Brackenfell High School has found itself the topic of much media scrutiny in the past week. The school is currently under investigation by the Western Cape Department of Education (WCED) after it emerged that no black teacher has been under its employ since 1994.
The Economic Freedom Fighters (EFF) have also protested outside the school on several occasions, and have gotten into physical altercations with parents and residents of the Brackenfell area.
The school has released a statement, stating that it is distancing itself from the violence that has transpired as a result of the allegations of racism.
“The school cannot take responsibility for the private function organised without the school’s involvement,” Brackenfell High School said in a statement, referencing a private matric ball function organised and hosted by one of the school’s parents.
It is alleged that no students of colour were invited to the function.
“At the moment, our priority is the best interest of learners and to write their final examinations without disruption and in a safe environment,” it said. “In the respect of the way forward, we aim to expand to make the school a better place where all students are able to function in a multicultural society where we embrace diversity and inclusivity.”
In June, an Instagram account was started to highlight the microaggression students experience and have experienced while under the tutelage of Brackenfell High School.
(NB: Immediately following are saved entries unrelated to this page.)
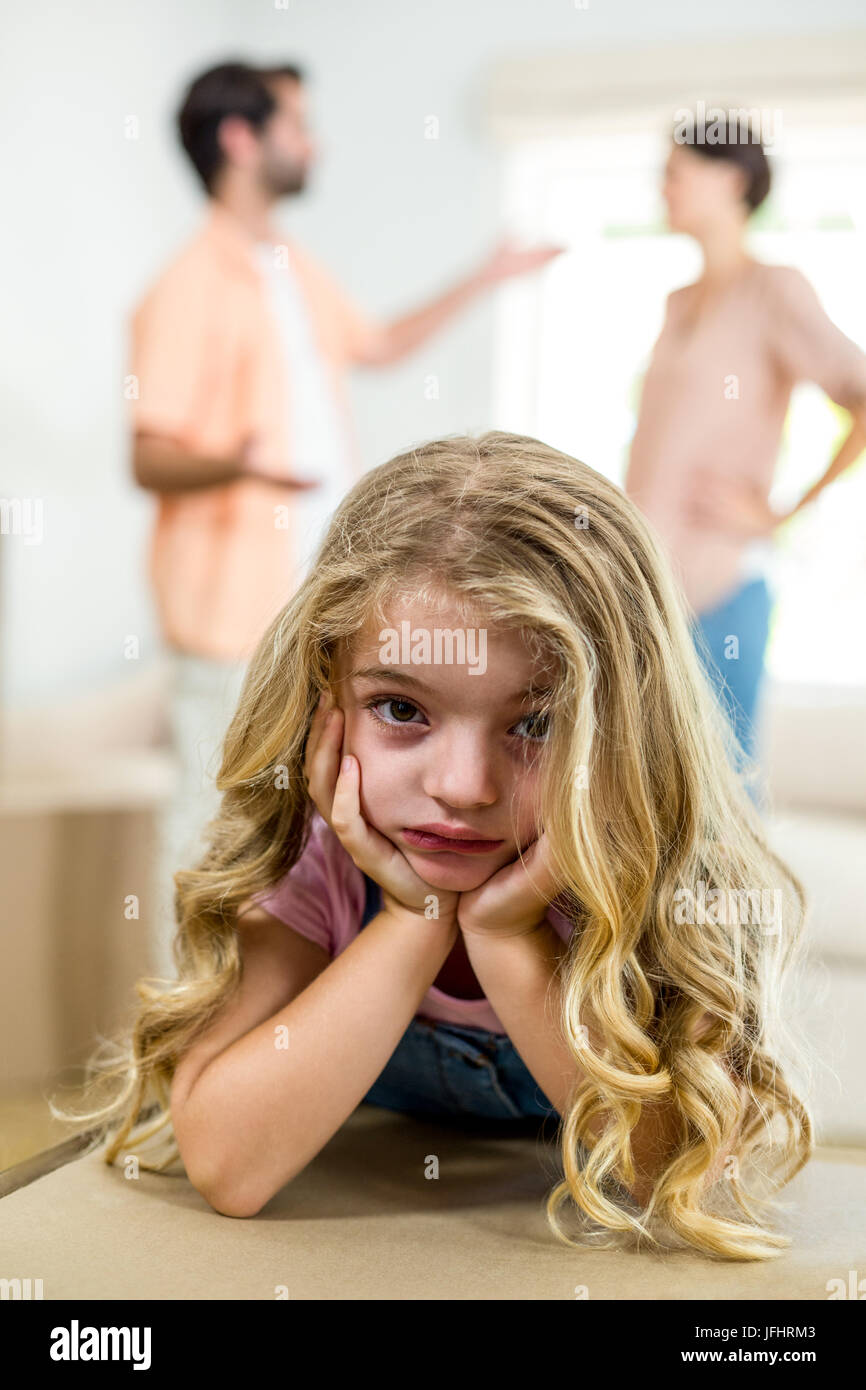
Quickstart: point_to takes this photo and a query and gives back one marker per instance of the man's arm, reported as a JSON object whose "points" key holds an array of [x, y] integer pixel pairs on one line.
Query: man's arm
{"points": [[161, 464], [403, 334]]}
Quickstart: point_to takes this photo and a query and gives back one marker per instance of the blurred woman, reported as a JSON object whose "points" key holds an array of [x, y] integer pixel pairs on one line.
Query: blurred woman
{"points": [[713, 405]]}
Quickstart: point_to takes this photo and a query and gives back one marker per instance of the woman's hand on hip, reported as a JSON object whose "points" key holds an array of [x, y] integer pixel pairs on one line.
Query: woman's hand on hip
{"points": [[335, 790], [731, 505]]}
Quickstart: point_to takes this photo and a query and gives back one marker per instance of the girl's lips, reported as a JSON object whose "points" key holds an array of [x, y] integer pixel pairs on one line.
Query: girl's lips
{"points": [[426, 840]]}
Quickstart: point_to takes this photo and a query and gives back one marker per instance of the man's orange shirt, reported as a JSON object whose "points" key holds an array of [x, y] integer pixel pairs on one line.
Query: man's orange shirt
{"points": [[210, 370]]}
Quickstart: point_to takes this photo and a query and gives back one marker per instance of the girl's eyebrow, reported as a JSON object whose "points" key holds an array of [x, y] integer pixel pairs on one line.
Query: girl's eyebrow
{"points": [[391, 673]]}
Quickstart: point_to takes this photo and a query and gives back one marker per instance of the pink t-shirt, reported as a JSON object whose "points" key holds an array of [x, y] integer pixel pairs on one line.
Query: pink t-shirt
{"points": [[323, 898]]}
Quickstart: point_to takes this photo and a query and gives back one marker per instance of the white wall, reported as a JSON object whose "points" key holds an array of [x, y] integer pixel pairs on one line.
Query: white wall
{"points": [[92, 216]]}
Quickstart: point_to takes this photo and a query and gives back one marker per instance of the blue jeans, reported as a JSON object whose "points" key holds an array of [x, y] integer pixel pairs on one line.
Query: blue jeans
{"points": [[448, 1069], [451, 1069], [736, 670]]}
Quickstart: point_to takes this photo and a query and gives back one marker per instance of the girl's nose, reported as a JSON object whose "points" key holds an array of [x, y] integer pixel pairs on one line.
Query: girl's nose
{"points": [[460, 770]]}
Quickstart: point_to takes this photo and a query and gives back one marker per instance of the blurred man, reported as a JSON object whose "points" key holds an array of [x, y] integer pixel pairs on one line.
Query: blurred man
{"points": [[241, 424]]}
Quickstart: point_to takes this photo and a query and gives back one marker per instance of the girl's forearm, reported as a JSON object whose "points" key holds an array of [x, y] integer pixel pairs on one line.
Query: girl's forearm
{"points": [[274, 1098]]}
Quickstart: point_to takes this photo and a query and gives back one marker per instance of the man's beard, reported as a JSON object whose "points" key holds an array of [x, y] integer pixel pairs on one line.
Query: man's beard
{"points": [[285, 181]]}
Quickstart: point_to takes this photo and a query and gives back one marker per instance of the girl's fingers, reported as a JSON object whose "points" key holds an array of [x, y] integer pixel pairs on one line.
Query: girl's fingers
{"points": [[321, 762]]}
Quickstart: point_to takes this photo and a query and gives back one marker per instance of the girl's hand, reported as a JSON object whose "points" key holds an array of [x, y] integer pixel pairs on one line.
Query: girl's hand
{"points": [[513, 901], [335, 792]]}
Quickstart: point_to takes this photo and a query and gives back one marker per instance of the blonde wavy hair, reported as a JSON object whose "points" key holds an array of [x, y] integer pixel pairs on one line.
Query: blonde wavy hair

Called BH Stories, the page has more than 100 personal and anonymous accounts of racism and microaggression experienced by students, with many white students also submitting stories which confirm this.
One story, posted to the account on Friday, November 13 tells how a student’s sister, who is also a pupil of the school, was allegedly wrongfully accused of smoking marijuana in the school bathroom.
“My sister walked into the bathroom while a white student walked out of it. The student then went to the principal to accuse my sister of smoking weed in the school bathroom (my sister does not smoke, period),” the account reads. “They forced her to pee and take all the punishment coming her way. My father then asked for proof that it was my sister, and till today, we have heard nothing about this alleged act.”
Another student, who had lost their school tie a few days before, was asked where their school tie was. Upon replying that they had lost it, a teacher allegedly told the student to inform their parents to “just stop drinking for a week or so”, and they would be able to afford a new one.
“It was the year 2009. I was in grade 11 and we had our monthly neatness inspection,” another account reads. “All the girls in my class were called out to the corridor t have their attire checked. One of the girls’ hair wasn’t up to BH standards, and the Grade Head told her ‘if you want to wear your hair like that, you should go to a boesman school. We do not tolerate that hair here’.”
On Tuesday, November 10, the South African Human Rights Commission (SAHRC) also made their way to the school to launch an investigation. The outcomes are yet to be announced.